Saw a commercial the other day about this *sunnyseat*.com Not very good about linking, sorry folks. So far I can not find a review. Wondering if it's junk.


----------



## OctoberinMaine (Sep 12, 2006)

I don't think I'd trust those to hang off the window like that. From my experience, the cat beds or tables that have the best chance of being used are solid with hard surfaces so the cat feels secure on them. My one and only hammock type bed, for example, went unused completely.


----------



## MowMow (Nov 6, 2010)

Wow, I really like that idea. I wonder how well it works. I like the idea of getting 3 or 4 and so he can climb up (if you have the window space). I'm very c urious to see if anyones tried it and found it's safe.


----------



## dweamgoil (Feb 3, 2010)

I LOVE the idea, not sure the execution is the best. I tried looking for reviews too and didn't find anything so I decided against it. I learned from the Emery Boards I had to end up tossing out.


----------



## MowMow (Nov 6, 2010)

I'm thinking of my mom's sunporch.  It would be a cat haven for Mow if I have to move back east to live with her. Heated tile floor and 3 walls of windows. To set those up all the way around at staggered heights would be wicked for him. Especially since it's a game preserve and he can spend all day watching wildlife.


----------



## Carmel (Nov 23, 2010)

I sounds like it must be very new not to have any reviews online.

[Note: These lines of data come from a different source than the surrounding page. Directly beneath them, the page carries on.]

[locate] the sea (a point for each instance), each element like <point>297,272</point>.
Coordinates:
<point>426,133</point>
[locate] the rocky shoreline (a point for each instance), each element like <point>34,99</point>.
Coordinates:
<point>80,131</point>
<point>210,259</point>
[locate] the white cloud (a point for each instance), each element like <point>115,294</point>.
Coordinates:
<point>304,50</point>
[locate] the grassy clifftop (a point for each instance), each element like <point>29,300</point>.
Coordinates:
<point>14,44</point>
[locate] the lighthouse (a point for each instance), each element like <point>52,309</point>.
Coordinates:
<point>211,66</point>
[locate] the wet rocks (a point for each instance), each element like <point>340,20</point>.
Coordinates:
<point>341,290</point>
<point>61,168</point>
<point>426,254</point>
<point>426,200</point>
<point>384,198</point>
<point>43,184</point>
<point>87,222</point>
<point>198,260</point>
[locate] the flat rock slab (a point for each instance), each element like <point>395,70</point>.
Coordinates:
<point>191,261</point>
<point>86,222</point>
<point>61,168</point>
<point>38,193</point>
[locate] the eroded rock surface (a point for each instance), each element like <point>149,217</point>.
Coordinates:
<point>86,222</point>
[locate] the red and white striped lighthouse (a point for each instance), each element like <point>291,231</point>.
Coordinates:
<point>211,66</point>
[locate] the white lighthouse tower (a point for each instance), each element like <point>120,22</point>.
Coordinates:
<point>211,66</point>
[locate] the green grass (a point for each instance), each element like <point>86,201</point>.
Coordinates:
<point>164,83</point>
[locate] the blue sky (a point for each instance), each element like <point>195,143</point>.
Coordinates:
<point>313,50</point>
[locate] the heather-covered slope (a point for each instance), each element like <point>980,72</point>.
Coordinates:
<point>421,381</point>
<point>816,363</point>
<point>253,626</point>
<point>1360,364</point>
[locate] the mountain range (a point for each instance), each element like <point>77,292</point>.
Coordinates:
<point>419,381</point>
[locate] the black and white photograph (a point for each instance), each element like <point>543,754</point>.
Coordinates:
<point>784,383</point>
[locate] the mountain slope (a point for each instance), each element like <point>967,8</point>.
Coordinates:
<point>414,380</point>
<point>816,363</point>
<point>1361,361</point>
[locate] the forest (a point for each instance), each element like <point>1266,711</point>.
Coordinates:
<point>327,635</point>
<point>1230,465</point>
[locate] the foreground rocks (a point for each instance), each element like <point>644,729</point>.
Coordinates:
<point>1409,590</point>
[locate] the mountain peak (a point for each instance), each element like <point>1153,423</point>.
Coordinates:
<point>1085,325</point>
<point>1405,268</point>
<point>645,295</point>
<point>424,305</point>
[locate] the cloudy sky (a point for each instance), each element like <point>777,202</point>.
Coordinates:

I looked around and found this: Sunny Seat: Infomercial Review

However I also read a comment on another site saying: _I didn't make it past the part where it mounts to glass windows or doors using "industrial strength suction cups." Most DRTV products solve a problem. This one could actually create one._

And I couldn't agree more. Suction cups? Really? With _my_ huge cat? How long until they fall off the window? Possibly hurt the cat? Or something might even happen to the window with all that weight on it! This idea sounds like a disaster to me.

If you want the cat in the window, I suggest making the ledge a little bigger for them to sit on, something safe like that.


----------